# Happy Thanksgiving you guys! :D



## Ciddian (Mar 15, 2006)

I hope everyone has a safe and wonderful weekend.  I'll be doing the family visiting alllll weekend so that should be fun and tiring. lol.

sorry this came up in a search and I just lol'd so bad..


----------



## Chris S (Dec 19, 2007)




----------



## ameekplec. (May 1, 2008)

Happy thanksgiving everyone!!

I already had one turkey tonight. Another tomorrow and a ham too. Hopefully none on Monday. . .


----------



## bigfishy (Jun 19, 2009)

Boooo its not happy here!!!    

Parent is in Hong Kong!

Nothing special to eat here!!! No Turkey! No Meat! No Vegetable! ... all rice + soys sauce - everyday!    

oh well! Q.Q


----------



## Jackson (Jan 30, 2009)

I like this one LOL


----------



## KnaveTO (May 13, 2007)

I was supposed to go up to the cottage for the weekend... but didn't meet up with my mother to head up... ah well will make do myself I guess, maybe I will check out if a charity I support needs help serving thanksgiving dinner


----------



## Mr Fishies (Sep 21, 2007)

Ciddian said:


> I hope everyone has a safe and wonderful weekend.  I'll be doing the family visiting alllll weekend so that should be fun and tiring. lol.
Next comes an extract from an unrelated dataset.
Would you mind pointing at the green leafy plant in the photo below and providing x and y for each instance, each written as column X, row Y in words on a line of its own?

Happy Turkey Day everybody. Be sure to stop, take a minute and look around at and remember all we have to be grateful for.
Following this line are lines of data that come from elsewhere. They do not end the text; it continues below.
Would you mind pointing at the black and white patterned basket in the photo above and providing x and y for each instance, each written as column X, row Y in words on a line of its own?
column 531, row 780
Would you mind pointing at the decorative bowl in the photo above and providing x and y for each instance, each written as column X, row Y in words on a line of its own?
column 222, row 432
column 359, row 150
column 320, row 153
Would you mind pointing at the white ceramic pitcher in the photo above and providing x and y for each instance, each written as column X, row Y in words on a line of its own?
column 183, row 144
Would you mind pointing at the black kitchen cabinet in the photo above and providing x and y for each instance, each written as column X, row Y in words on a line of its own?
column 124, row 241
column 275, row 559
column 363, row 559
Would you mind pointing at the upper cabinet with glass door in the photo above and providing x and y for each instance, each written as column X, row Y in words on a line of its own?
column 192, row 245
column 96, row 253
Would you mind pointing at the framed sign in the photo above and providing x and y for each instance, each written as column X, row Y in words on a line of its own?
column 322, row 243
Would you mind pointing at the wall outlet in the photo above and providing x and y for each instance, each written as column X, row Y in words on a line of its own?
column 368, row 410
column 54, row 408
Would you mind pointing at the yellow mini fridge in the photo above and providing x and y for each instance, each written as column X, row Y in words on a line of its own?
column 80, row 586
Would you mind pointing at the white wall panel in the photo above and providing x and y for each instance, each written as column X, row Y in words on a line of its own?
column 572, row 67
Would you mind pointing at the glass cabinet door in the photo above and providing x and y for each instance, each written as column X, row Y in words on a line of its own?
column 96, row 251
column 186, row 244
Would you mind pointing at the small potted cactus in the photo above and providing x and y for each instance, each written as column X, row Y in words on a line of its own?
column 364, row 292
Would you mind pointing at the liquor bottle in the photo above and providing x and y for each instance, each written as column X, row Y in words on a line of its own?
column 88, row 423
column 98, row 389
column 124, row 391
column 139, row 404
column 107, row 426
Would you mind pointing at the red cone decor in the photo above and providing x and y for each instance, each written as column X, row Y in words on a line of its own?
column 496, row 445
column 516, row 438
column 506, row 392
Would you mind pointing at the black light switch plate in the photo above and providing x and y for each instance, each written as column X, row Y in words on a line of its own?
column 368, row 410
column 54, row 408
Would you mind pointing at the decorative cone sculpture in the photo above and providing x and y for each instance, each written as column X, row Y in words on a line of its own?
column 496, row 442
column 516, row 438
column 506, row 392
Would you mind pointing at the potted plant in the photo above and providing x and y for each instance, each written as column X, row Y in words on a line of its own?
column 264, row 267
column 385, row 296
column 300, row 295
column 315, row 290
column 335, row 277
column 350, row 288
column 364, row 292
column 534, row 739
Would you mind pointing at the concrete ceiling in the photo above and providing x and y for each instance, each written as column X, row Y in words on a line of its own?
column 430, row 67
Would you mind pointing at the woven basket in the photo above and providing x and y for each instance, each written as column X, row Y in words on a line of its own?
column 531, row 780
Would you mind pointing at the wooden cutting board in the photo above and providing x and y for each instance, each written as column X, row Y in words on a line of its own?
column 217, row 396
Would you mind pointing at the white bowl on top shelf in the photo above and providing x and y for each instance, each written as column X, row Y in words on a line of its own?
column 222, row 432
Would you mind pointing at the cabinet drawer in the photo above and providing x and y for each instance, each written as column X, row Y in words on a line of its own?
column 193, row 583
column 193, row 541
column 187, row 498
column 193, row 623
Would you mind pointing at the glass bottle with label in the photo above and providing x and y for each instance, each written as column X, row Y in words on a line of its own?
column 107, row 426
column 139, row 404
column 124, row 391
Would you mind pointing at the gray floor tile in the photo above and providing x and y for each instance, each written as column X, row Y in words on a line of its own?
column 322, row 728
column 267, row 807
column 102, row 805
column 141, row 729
Tip of the hat to Knave for working to give others something to be thankful for. Very


----------



## Chris S (Dec 19, 2007)

Jackson said:


> I like this one LOL


haha, that one is awesome...if not a little creepy.


----------



## wtac (Mar 17, 2006)

Happy Turkey-lurkey to everyone as well 

I'm stuffed and in need of a wheelbarrow to get around 

Yeah Chris, it is a bit creepy but it suits my twisted mellon for a chuckle


----------



## Jackson (Jan 30, 2009)

Chris S said:


> haha, that one is awesome...if not a little creepy.


I know LOL

I was a bit grossed out but laughing at the same time 

I hope you all had a great one 

But this one is the all time best


----------



## Ciddian (Mar 15, 2006)

LOL!!! "heey buddy..."


----------